Lui, avec une impla­cable digni­té, le geste sobre – de la gran­deur disions-nous – pré­tend nous livrer son « jour­nal intime d’opinions publiques ». Il nous fera rire aux éclats avec son clin d’œil aux dérives des milieux spor­tifs, la bicy­clette en l’occurrence. Inutile sans doute de vous pré­ci­ser à qui l’air est emprun­té. Puis ce sera au tour du « SMS d’un élève en détresse », – une prouesse vocale sur l’air de SOS d’un ter­rien en détresse de Daniel Bala­voine ! – le mal­heu­reux confond dic­tée et ono­ma­to­pée, en appelle à la dis­pa­ri­tion de l’homophonie. L’évocation de sa « pre­mière fois », ses pré­ten­dus déboires sexuels avec Madame Danièle à Bruxelles. La pluie en Bre­tagne, son refus des réseaux sociaux, son droit à mou­rir comme il veut… Lui, ce sera comme Félix Faure sur l’air de La femme d’Hector ! Le cau­che­mar d’une vie enva­hie par les pro­duits déri­vés de Star Wars ou bien, sur l’air de Ces gens-là… la « vegan mania » ! Enfin il répon­dra à la com­mande de Mat­thias Vin­ce­not dans une goguette, cuvée spé­ciale fes­ti­val de Concèze : Comme d’habitude deve­nue, à la grande joie des fes­ti­va­liers, Comme j’habite Tulle.

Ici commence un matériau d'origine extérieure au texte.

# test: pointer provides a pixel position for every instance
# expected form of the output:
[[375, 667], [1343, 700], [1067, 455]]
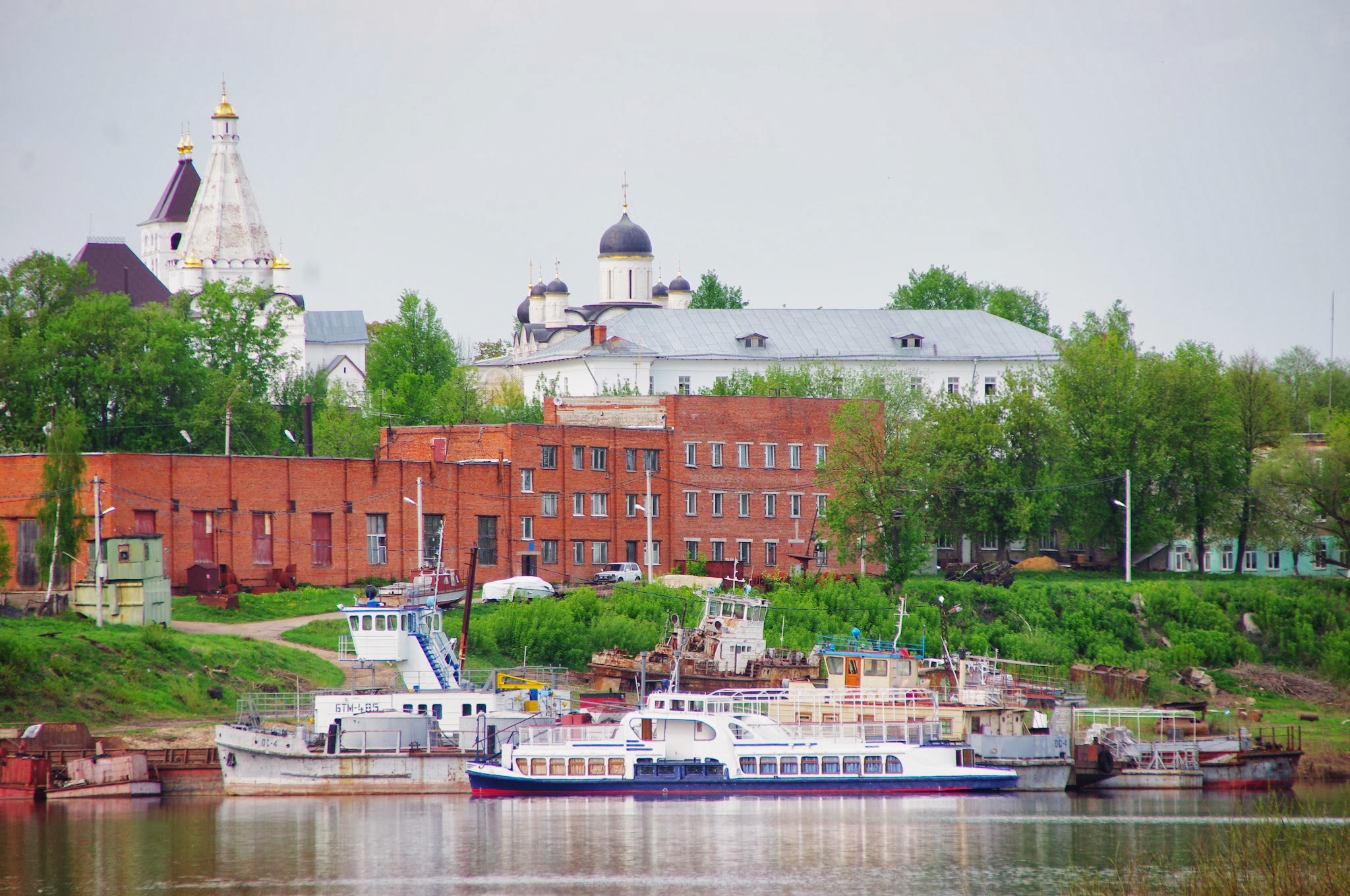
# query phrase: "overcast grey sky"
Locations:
[[1189, 158]]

Mais Patrice Mer­cier fait aus­si de ses goguettes des chan­sons sur des sujets net­te­ment plus sen­sibles et déli­cats comme sur l’histoire de cette bou­teille qui s’en ira dieu sait où, jusque dans le gosier d’une baleine… « Contre le plas­tique, y a rien à faire »… Les inter­mi­nables conflits en Syrie, où l’on ne com­prend rien aux forces en pré­sence, avec ces mots, sup­plique adres­sée à Clé­mence, « S’il te plaît, des­sine-moi un mou­ton »… On garde pour la fin de cette évo­ca­tion, la chan­son sur l’euthanasie qui nous fait rire aux éclats – c’est dire l’art de l’auteur ! – Je l’aide à mou­rir… Et sur­tout cette bou­le­ver­sante dénon­cia­tion des vio­lences faites aux femmes qui a coû­té des larmes à beau­coup d’entre elles dans le public. Les pas­santes de Georges Bras­sens sou­dai­ne­ment mues en vic­times des amours assas­sines. Là, plus ques­tion de rire !

Le public est debout pour saluer ce der­nier concert et c’est jus­tice ! Pour ce qui nous concerne on salue le tra­vail d’écriture, l’interprétation irré­sis­tible de Patrice Mer­cier qui honore le pro­jet de Mat­thias Vin­ce­not, le poète amou­reux de la Chanson.